Em seu discurso, James A. Serpell, professor da Universidade da Pensilvânia, afirmou categoricamente que, embora nos dias atuais a presença de animais de estimação nas casas seja grande e a integração na vida familiar seja cada vez maior, isso seria inconcebível em um passado relativamente recente. Serpell deu como exemplo dessa situação atual de convivência o que acontece nos Estados Unidos. Nos EUA, em 2005, foi determinado que 63% dos lares tinham pelo menos um animal de estimação e 45%, mais de um. Entretanto, como mencionado, as relações entre os seres humanos e os animais de estimação nem sempre foram vistas de uma forma tão positiva quanto atualmente. Para dizer a verdade, já passamos por épocas de escuridão, como aconteceu há quinhentos anos na Inglaterra.

 

Animais sob suspeita

 

A história da relação entre o homem e os animais de estimação nasceu, no auge da nossa história, quando ambos descobriram como essa amizade poderia ser benéfica.
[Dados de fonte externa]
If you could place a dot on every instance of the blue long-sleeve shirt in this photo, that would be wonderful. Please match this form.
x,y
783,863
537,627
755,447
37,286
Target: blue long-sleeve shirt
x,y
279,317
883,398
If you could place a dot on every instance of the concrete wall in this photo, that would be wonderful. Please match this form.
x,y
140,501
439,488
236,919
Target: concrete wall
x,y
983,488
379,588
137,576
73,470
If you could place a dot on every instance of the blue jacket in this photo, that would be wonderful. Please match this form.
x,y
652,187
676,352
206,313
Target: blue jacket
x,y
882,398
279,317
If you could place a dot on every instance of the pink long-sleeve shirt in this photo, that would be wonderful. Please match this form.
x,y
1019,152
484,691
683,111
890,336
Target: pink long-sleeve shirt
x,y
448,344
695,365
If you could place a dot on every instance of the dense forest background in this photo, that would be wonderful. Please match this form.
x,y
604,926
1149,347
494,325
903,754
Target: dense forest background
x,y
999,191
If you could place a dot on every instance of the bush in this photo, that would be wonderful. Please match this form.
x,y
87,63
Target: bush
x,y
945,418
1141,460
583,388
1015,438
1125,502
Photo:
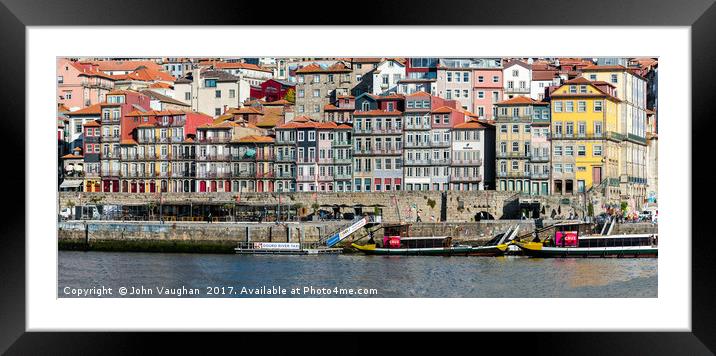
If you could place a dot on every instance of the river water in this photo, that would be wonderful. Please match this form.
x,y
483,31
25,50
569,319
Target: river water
x,y
211,275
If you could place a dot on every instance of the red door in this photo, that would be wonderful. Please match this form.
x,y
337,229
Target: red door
x,y
596,175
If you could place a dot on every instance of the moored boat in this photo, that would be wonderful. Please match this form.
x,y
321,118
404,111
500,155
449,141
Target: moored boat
x,y
567,242
397,241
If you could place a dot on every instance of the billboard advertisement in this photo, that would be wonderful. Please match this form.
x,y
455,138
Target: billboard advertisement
x,y
566,238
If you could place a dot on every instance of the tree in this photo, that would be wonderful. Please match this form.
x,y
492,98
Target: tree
x,y
290,96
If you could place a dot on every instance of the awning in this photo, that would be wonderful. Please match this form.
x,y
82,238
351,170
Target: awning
x,y
71,183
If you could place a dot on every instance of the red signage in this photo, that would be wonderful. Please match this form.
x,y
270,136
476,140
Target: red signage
x,y
567,238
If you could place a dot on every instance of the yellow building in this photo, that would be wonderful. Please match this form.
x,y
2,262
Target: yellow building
x,y
631,90
585,136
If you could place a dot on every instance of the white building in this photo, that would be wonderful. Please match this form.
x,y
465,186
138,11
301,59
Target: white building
x,y
212,92
467,167
386,76
517,79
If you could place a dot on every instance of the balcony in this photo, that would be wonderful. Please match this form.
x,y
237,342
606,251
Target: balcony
x,y
467,162
216,175
513,155
539,175
284,175
222,139
282,158
341,143
513,174
342,160
417,162
417,126
414,144
213,157
636,139
440,144
476,178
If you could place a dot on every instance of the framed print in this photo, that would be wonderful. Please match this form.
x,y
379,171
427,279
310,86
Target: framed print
x,y
222,173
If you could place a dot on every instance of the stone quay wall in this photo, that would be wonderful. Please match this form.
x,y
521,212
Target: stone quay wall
x,y
398,206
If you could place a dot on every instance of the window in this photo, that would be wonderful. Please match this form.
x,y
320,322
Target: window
x,y
557,106
597,151
581,106
557,150
581,151
597,106
598,129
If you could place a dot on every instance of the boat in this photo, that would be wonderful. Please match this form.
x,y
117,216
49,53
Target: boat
x,y
571,239
499,245
397,241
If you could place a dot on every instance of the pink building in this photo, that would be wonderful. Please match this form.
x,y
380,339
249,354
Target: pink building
x,y
81,84
487,90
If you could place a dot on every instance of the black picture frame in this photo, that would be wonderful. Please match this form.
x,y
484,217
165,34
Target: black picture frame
x,y
15,15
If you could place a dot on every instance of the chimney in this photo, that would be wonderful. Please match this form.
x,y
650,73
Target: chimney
x,y
196,78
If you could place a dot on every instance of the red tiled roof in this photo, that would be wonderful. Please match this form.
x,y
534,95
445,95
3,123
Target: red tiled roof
x,y
146,75
95,109
125,65
418,93
160,85
71,156
256,139
544,74
377,113
315,68
472,124
521,100
443,110
235,65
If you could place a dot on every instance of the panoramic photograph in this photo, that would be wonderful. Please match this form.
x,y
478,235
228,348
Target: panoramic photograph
x,y
357,177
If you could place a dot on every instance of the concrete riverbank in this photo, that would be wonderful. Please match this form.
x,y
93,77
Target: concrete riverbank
x,y
224,237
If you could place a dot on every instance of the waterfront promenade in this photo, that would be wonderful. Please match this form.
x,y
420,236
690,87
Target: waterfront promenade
x,y
224,237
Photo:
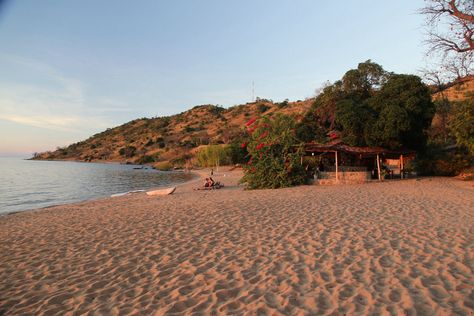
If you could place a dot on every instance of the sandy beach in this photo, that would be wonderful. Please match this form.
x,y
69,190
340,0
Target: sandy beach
x,y
401,247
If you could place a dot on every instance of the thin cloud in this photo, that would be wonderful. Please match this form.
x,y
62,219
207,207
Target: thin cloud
x,y
54,101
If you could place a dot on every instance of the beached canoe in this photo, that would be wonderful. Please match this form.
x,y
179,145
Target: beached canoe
x,y
161,191
127,193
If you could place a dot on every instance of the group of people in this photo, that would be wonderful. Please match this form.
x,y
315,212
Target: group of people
x,y
209,182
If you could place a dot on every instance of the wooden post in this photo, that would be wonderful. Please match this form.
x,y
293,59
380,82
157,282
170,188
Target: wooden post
x,y
378,167
401,167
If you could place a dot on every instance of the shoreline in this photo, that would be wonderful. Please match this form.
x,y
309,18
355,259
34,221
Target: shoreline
x,y
193,177
399,247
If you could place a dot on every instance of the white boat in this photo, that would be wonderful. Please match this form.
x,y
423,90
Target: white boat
x,y
165,191
126,193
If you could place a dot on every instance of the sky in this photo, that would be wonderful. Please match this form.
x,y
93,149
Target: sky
x,y
70,69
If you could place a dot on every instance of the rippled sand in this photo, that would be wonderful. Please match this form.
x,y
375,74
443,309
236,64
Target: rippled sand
x,y
383,248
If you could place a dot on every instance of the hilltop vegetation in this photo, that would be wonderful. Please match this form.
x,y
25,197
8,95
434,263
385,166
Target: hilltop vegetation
x,y
172,140
367,107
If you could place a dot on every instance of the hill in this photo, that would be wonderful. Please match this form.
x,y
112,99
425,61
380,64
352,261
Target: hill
x,y
456,90
173,139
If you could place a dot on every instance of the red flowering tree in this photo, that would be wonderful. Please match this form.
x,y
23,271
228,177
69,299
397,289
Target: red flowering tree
x,y
274,154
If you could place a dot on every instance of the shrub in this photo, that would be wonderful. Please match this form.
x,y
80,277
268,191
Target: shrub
x,y
261,108
213,155
462,123
274,154
128,151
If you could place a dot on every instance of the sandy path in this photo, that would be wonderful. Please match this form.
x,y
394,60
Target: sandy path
x,y
383,248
Mas mesmo assim se trata de uma história de conflitos e incompreensão, como em todas as relações. E passamos por épocas muito obscuras, como aconteceu nos séculos XVI e XVII na Inglaterra. Serpell indicou em seu discurso que, naquela época no país –que hoje é famoso pelo seu amor aos animais–, os proprietários de animais de estimação corriam o risco de serem acusados de bruxaria e poderiam ser executados.

 

Como destaca o historiador inglês Keith Thomas, nos julgamentos por bruxaria realizados na Inglaterra afirmava-se que a bruxa tinha como ajudante um demônio ou um espírito com forma de animal. Por esse motivo, ter gatos, cachorros, ratos ou pássaros, o que naquela época eram animais de estimação típicos, era considerado em muitos casos como prova irrefutável para mandar um grande número de pessoas para o fogueira. De fato, em 1604, Jacobo I da Inglaterra aprovou uma lei que convertia oficialmente em delito «consultar, fazer pacto, convidar, usar, alimentar ou recompensar um espírito com forma de animal sob nenhum conceito». 

 

Era mais grave e perigoso ainda ter um animal desses especialmente se a pessoa era pobre, velha ou pouco apreciada pela comunidade em que vivia… nesses casos, ela tinha muita chance de acabar sendo executada depois de ser acusada de bruxaria. Assim era a vida na Inglaterra há quatrocentos anos, mas também em outros lugares, como podemos perceber, por exemplo, em algumas obras de arte. O artista alemão Hans Baldung Grien pintou no século XV um sabá no qual um gato aparecia atrás de uma bruxa. Em uma das gravuras sobre as bruxas, do Goya, podemos ver o diabo na forma de um bode com dois gatos na frente… esses são apenas dois exemplos que nos permitem ter uma ideia de como aqueles anos foram difíceis para os animais de estimação. Infelizmente, na atualidade, em pleno século XXI, decisões muito criticáveis em relação aos animais de estimação ainda são tomadas em alguns países, como por exemplo na China. 

 

Por uma relação mais humana

 

Na China, desde a Revolução Cultural (1966-1976), o Governo ordena periodicamente a execução massiva ou a eutanásia obrigatória de animais de estimação na cidade de Pequim. 

 

A última ocorreu no mês de março de 2007. Por causa da preparação para os Jogos Olímpicos, as autoridades ordenaram que os proprietários de animais de estimação de Pequim levassem os seus pets para clínicas veterinárias para que fosse praticada a eutanásia obrigatória. Com essa medida, eles pretendiam prevenir a raiva, já que muitos estrangeiros visitariam a cidade durante os Jogos. 

 

Serpell explicou que em limpezas anteriores, como por exemplo a de 1982, os responsáveis políticos diziam que ter cachorros ou outros animais era um costume típico da sociedade capitalista e que deveria ser erradicado do país. O eminente veterinário acredita que o que acontece na verdade é que, por trás desse tipo de limpeza, existe um preconceito por parte das autoridades chinesas contra o costume de ter animais de estimação. Cabe esperar que entre as mudanças pelas quais a China está passando e as que deve experimentar nos próximos anos, aconteça uma conscientização em relação ao papel que os animais de estimação têm na vida dos seres humanos. E, não apenas na China, mas em todos os países em que essa consciência não tenha sido despertada. É fácil imaginar que isso será, sem dúvidas, um sinal maior de bem-estar social e respeito pelos direitos de todos nessas sociedades. Esperamos que seja assim em breve.